お父さんを喜ばせようと張り切るLittle Critterが可愛らしいし、お父さんの気持ちもとてもよくわかるお話でした。それにしても英語圏で書かれたお話ってやたらとmower(芝刈り機、草刈り機)が登場する気がします。日本との文化の違いを感じました。
Just My Best Friend
- YL0.5(主観)
- 語数:319語
あらすじ
Little CritterとTigerは大の仲良し。2人は庭のツリーハウスでキャンプする約束をしましたが、Tigerは病気で来られなくなってしまいます。それを聞いたLittle Critterは怒りがおさまらず――。
楽しみにしていた約束がなくなりがっかり――という経験、きっと誰もが一度はしたことがあるのではないでしょうか。Little Critterの気持ちに共感しつつ読みました。
This is My Town
- YL0.3(主観)
- 語数:242
あらすじ
Little Critterが住むCritterville。

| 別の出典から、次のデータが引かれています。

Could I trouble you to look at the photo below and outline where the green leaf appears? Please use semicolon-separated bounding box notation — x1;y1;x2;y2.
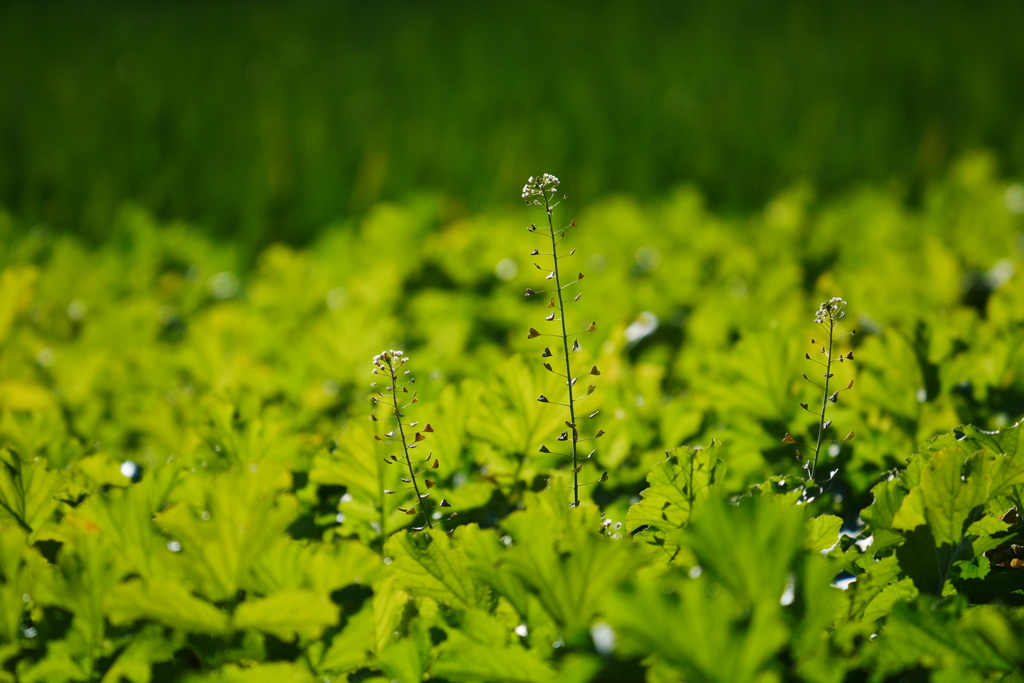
431;629;555;683
316;604;376;674
963;420;1024;467
878;600;1020;673
686;496;806;604
150;465;298;601
860;479;907;553
103;579;228;634
0;449;63;541
626;441;725;532
231;590;338;641
804;515;843;553
384;529;495;609
606;575;790;683
102;624;183;683
181;661;314;683
373;575;412;653
501;520;642;639
847;555;917;621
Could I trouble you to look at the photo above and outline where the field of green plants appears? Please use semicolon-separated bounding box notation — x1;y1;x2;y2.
0;156;1024;683
0;0;1024;683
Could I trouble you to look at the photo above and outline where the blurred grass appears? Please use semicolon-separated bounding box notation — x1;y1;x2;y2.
0;0;1024;249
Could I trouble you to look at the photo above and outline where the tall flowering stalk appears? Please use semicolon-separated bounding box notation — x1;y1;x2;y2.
782;297;857;485
370;350;451;530
522;173;608;507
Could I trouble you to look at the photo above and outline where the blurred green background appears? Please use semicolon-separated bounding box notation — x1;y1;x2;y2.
0;0;1024;253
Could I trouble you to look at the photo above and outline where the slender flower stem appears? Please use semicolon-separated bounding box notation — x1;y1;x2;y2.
810;323;836;482
544;193;580;507
389;374;434;528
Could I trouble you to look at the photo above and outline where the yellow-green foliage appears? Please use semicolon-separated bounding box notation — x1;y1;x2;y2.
0;157;1024;682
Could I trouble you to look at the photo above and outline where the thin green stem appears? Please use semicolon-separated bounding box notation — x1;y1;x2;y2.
388;361;434;528
809;314;836;482
544;193;580;507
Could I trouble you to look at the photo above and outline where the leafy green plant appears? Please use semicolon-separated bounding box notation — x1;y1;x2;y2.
371;350;451;530
782;297;857;486
522;173;608;507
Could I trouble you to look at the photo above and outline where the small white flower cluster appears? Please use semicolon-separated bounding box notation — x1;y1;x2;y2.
522;173;558;204
372;349;409;375
814;297;846;323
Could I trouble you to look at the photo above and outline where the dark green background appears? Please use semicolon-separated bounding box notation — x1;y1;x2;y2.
0;0;1024;247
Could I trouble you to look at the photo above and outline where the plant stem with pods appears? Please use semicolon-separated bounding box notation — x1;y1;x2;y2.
782;297;857;486
544;193;580;507
371;350;450;528
522;173;608;507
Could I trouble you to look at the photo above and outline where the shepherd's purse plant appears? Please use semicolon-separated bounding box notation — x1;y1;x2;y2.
370;350;451;530
782;297;857;487
522;173;608;507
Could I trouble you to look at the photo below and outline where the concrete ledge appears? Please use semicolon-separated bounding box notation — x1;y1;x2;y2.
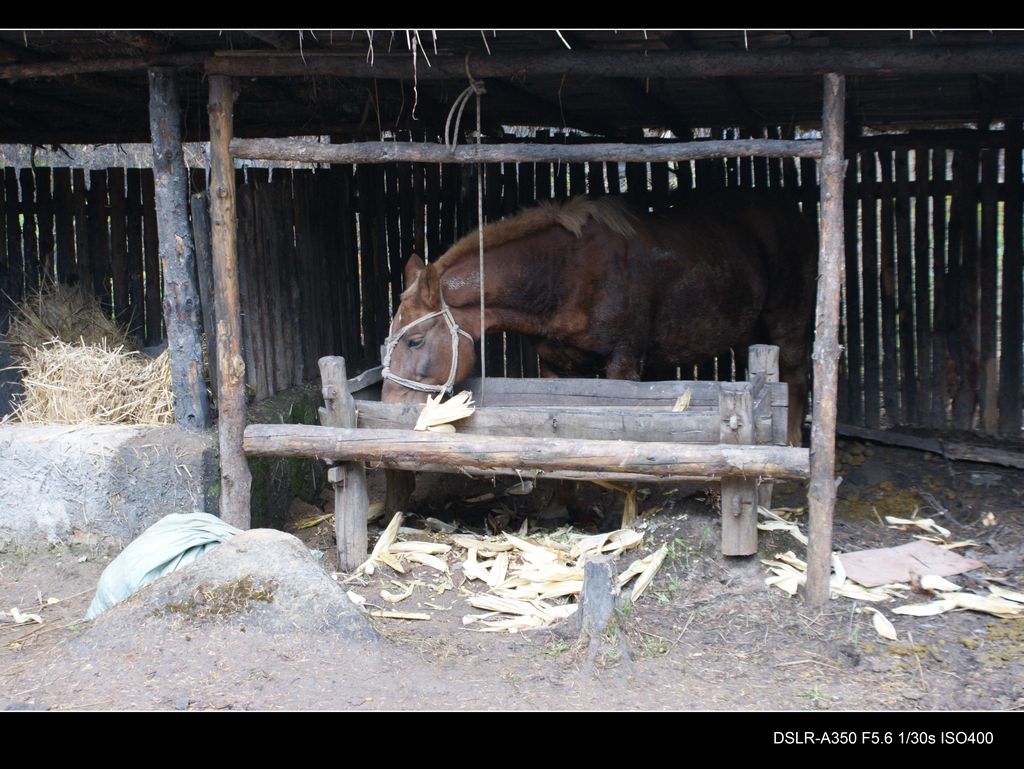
0;424;219;546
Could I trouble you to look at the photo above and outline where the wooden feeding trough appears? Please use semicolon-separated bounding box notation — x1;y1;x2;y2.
243;345;810;569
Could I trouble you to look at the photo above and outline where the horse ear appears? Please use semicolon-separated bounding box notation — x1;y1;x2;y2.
406;253;423;289
419;263;441;307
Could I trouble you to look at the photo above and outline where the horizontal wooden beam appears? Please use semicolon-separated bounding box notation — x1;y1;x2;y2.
0;53;204;80
376;462;753;483
243;425;810;479
836;425;1024;470
231;139;821;163
355;399;721;443
206;45;1024;82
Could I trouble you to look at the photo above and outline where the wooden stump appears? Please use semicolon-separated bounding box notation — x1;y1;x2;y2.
719;382;758;555
319;355;370;571
746;344;788;517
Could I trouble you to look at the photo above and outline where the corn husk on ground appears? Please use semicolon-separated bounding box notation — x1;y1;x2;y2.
758;508;1024;640
349;513;667;633
413;390;476;432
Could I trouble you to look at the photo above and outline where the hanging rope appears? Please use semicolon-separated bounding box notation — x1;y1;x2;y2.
444;53;487;405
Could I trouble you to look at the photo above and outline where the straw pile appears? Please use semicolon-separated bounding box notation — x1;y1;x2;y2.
5;284;135;361
14;340;174;425
6;285;174;425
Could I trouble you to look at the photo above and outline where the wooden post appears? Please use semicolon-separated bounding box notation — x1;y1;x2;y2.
319;355;370;571
191;193;217;392
746;344;778;509
998;117;1024;437
805;74;846;606
718;382;758;555
209;77;252;529
148;68;210;430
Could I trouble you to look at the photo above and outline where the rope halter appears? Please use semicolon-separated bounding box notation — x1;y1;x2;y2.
381;296;474;395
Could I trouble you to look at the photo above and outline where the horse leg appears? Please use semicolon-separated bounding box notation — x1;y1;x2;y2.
604;348;643;382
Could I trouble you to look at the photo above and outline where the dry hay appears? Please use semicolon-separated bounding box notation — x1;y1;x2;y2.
5;284;135;361
13;340;174;425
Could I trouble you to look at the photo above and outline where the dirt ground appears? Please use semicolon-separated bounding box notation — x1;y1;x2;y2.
0;441;1024;711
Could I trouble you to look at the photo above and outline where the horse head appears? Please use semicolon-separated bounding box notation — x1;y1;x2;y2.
381;254;476;402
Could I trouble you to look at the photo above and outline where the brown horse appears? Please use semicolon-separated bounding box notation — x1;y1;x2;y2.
383;190;816;445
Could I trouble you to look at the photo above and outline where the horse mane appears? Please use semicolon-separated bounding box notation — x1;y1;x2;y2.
435;196;636;271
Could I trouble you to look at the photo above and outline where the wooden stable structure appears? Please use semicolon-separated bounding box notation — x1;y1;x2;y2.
201;62;845;603
0;31;1024;603
243;345;809;570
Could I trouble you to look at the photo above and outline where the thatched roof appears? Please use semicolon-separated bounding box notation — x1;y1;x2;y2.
0;30;1024;143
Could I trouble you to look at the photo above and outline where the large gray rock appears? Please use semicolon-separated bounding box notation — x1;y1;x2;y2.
0;423;219;547
74;528;377;648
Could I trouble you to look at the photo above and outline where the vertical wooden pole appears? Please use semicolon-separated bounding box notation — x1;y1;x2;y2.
949;145;980;430
718;382;758;555
931;147;949;430
746;346;788;510
913;146;934;427
879;149;900;426
319;355;370;571
806;74;846;606
53;168;75;284
999;117;1024;437
841;155;864;425
191;193;217;399
149;68;210;430
106;166;129;325
71;168;92;288
893;148;918;425
18;168;40;295
3;168;24;302
126;168;144;339
209;75;252;529
87;169;111;311
978;146;999;434
140;168;164;346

そこには郵便局や消防署、警察署、学校など、たくさんの施設が並びます。Little Critterが各施設を紹介してくれるお話です。
よくある施設の名前など、町についての簡単な語彙を学べます。ストーリー性は薄いですが、ひたすら”This is~.” という文が続くので、多読(自分で読む練習)をはじめたばかりでも読みやすいと思います。なお、この本にはいつものネズミとクモのコンビは登場せず、代わりに各ページのどこかに必ずカエルが描かれています。
To the Rescue!
- YL0.5(主観)
- 語数:280
あらすじ
仕事をするため、家の地下室へ降りて行ったお父さん。ところがドアが壊れ、地下室に閉じ込められてしまいます!お父さんを助けようと、Little Critterは家にある全部の鍵を試してみますが、うまくいきません。そこで911に通報した結果――。
ドアノブが取れたりカギが折れたり、そんなに不運が重なることある!? とツッコみたくなる展開で、お父さんには悪いですがちょっと笑ってしまいました。お父さんを助けようとがんばるLittle Critterの奮闘ぶりが可愛いです。
Little Critterのお話は他にもたくさん出版されています。ぜひ探してみてください。